One day I turned over in bed and felt and heard a spinal crunch. Lying on my side, convinced I had literally just split my spine, I decided to try to slowly crawl/drag myself out of my tent and summon help. I turned slowly onto my side and waited for the now familiar pain to surge, but nothing came. I sat up, no pain, I stood up, I could stand straight for the first time in days, no pain, or pain so reduced that it didn't register on my pain barometer. All I knew was that my pain had gone, it took several minutes for me to realise that my foot was numb and I could no longer go up on tip toe on my left foot and had limited control, strength and mobility, but I was so happy I limped out of my tent and I found Georgia with the Rebeccas and Lana in the tent next door.
Georgia, who was now practically my personal physician gave me a bit of an assessment, ignoring my euphoria and suddenly looked concerned and told me I had sustained serious nerve damage and the lack of pain was not a good sign. I however decided she, with all her medical training was wrong, I wasn't in pain, could stand up (though later discovered could no longer put on shoes and socks without help) and I was convinced that a little miracle had occurred and I would get to see the gorillas- hoorah!
We arrived at the huge dorm room we were staying in for the 3 days of our gorilla stop- a trek date couldn't be guarenteed so day 1 passed quietly, day 2 the same, day 3 we were off.
The ruse was that we would say I had twisted my ankle, I would wear more make up than I ever had before to give a healthy appearance and I would take 2 sticks to drag myself up the mountain, if anything went wrong I would be half way up the mountain and they couldn't throw me off the trek then- ha!
I got put in a group where the gorillas were nearest (it only took about 40 minutes to walk to them), easy peasy for everyone else, but doing it with one good leg was not easy, especially the bit where we arrived at a dry stone wall (usually I love them!) and was told to climb over it; I launched myself at it and Phil and Georgia kindly pushed me over the top...
We were told how to behave before we left for the mountain, not to get too close as gorillas are suseptible to our germs, not to run if a gorilla displayed aggression (chance would be a fine thing!) and that we would only be allowed to stay for an hour once we found the gorilla family.

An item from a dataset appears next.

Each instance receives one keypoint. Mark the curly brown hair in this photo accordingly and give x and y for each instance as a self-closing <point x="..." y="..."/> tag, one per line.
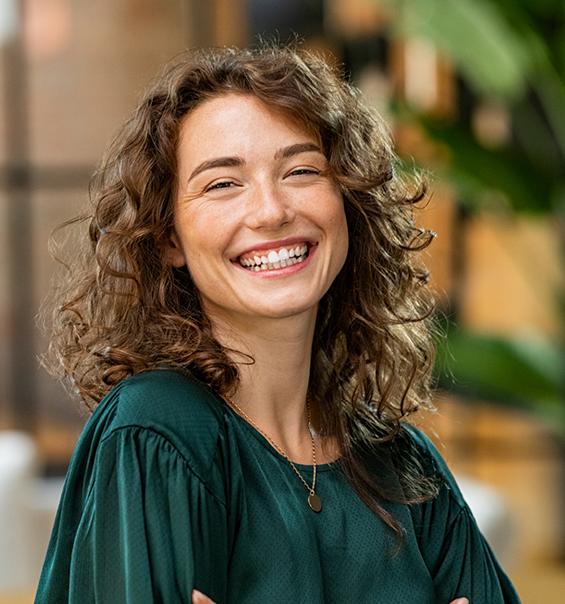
<point x="124" y="309"/>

Ours was the smallest gorilla group but with the oldest silverback on the mountain- he was a year younger than me at 38!
As we approached the gorilla group we were told to put our sticks down, slightly panic stricken I explained I couldn't walk without my sticks, 'we will be your sticks' came the reply and 2 of the young guards stepped forward (fortunately not the armed ones!) and they each grabbed one of my arms and helped/dragged me up the last bit- thanks god for the guides, this was jungle and my dead, rubbish foot kept getting caught in vines that I couldn't lift it out of- the guards were brilliant, hacking away at stuff for me, lifting my foot when it get caught, think they knew I had more than a twisted ankle and shouldn't have been there but they let me come along anyway- hooray!
We met the gorilla's, I felt like crying I wont say anymore think my face and the pictures say it all....of all my travel experiences in all of the places I have visited, it is my favourite memory, it was serene and marvellous, one magical hour.
On the way back down the local village spread out their gorilla themed wears on tables, I bought 2 small carved gorills for my christmas tree- it is an internationally decorated marvel- I am looking at it now and the memories of each of the adornments come flooding back- the 2 wooden gorillas now have ribbons fashioned around them and they are dangling quite nicely next to a south american angel, a chinese teapot and a father Christmas wearing the new Zealand rugby kit- perfect!